Personal information
- Date of birth: 27 January 1994 (age 32)
- Place of birth: Beihai, Guangxi, China
- Height: 1.83 m (6 ft 0 in)
- Position: Defender

Team information
- Current team: Guangdong GZ-Power
- Number: 16

Youth career
- 2005–2008: Guangxi Jinsangzi Football School
- 2008–2010: Dongguan Nancheng

Senior career*
- Years: Team / Apps / (Gls)
- 2011–2012: Dongguan Nancheng / 28 / (2)
- 2012–2014: Guangdong Sunray Cave / 56 / (0)
- 2015–2018: Hebei China Fortune / 49 / (0)
- 2017: → Chongqing Lifan (loan) / 0 / (0)
- 2018: → Wuhan Zall (loan) / 29 / (1)
- 2019–2021: Wuhan FC / 61 / (1)
- 2022–2025: Meizhou Hakka / 104 / (3)
- 2026–: Guangdong GZ-Power / 0 / (0)

International career
- 2013–2015: China U-23

= Liao Junjian =

Chinese footballer

Liao Junjian (廖均健 (Liào Jūnjiàn); born 27 January 1994) is a Chinese footballer who plays for Guangdong GZ-Power.

== Club career ==
Liao Junjian started his football career when he was promoted to Dongguan Nancheng's first team in the 2011 season. He transferred to China League One side Guangdong Sunray Cave in July 2012.

On 27 February 2015, Liao moved to League One club Hebei China Fortune after Guangdong Sunray Cave dissolved. On 15 April 2015, he made his debut for Hebei in a Chinese FA Cup match against his hometown club Guangxi Longguida. Liao made his league debut for Hebei on 2 May 2015 in a 2–0 home victory against Dalian Aerbin, coming on as a substitute for Xu Xiaolong in the 84th minute.

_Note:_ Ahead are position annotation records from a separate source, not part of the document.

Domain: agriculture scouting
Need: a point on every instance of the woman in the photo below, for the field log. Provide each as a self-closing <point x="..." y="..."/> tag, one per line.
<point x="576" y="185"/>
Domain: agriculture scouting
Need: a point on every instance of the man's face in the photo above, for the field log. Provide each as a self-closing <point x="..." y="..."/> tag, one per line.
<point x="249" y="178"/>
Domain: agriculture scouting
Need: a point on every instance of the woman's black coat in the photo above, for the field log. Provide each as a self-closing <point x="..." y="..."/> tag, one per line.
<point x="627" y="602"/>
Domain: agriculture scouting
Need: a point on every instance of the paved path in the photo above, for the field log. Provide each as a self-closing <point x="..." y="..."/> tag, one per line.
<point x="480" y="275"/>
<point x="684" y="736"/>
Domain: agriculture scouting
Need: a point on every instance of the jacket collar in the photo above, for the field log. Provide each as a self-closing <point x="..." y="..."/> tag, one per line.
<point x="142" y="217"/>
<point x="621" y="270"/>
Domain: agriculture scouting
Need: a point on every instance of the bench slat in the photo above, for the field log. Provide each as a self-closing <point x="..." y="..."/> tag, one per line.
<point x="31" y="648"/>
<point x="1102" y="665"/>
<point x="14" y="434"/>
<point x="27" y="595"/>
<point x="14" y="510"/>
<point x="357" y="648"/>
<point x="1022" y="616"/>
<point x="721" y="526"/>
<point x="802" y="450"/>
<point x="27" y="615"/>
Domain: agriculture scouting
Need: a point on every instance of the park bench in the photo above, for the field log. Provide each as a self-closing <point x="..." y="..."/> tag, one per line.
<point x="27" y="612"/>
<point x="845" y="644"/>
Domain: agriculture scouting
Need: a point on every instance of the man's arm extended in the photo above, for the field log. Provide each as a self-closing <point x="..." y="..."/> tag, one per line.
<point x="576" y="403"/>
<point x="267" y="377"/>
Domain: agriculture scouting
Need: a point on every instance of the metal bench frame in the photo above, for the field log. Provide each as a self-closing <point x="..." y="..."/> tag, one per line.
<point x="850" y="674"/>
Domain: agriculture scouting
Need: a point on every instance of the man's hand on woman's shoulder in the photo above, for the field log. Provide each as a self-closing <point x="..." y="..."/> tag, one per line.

He played 21 league matches for the club in the 2015 season, as Hebei China Fortune won promotion to the Chinese Super League after they finished the second place of the league. On 4 March 2016, Liao made his Super League debut in a 2–1 away win over Guangzhou R&F. He assisted Gervinho's winning goal in the match. He was the regular starter of the club, appearing 28 league matches of 30 in the 2016 season.

Liao injured during the preseason training of 2017 season. He lost his position to Chinese international Zhao Mingjian and Zhang Chengdong after he returned to field in May 2017. In July 2017, Liao was loaned to fellow first-tier club Chongqing Lifan until 31 December 2017. He didn't appear for Chongqing throughout the entirety of his loan spell.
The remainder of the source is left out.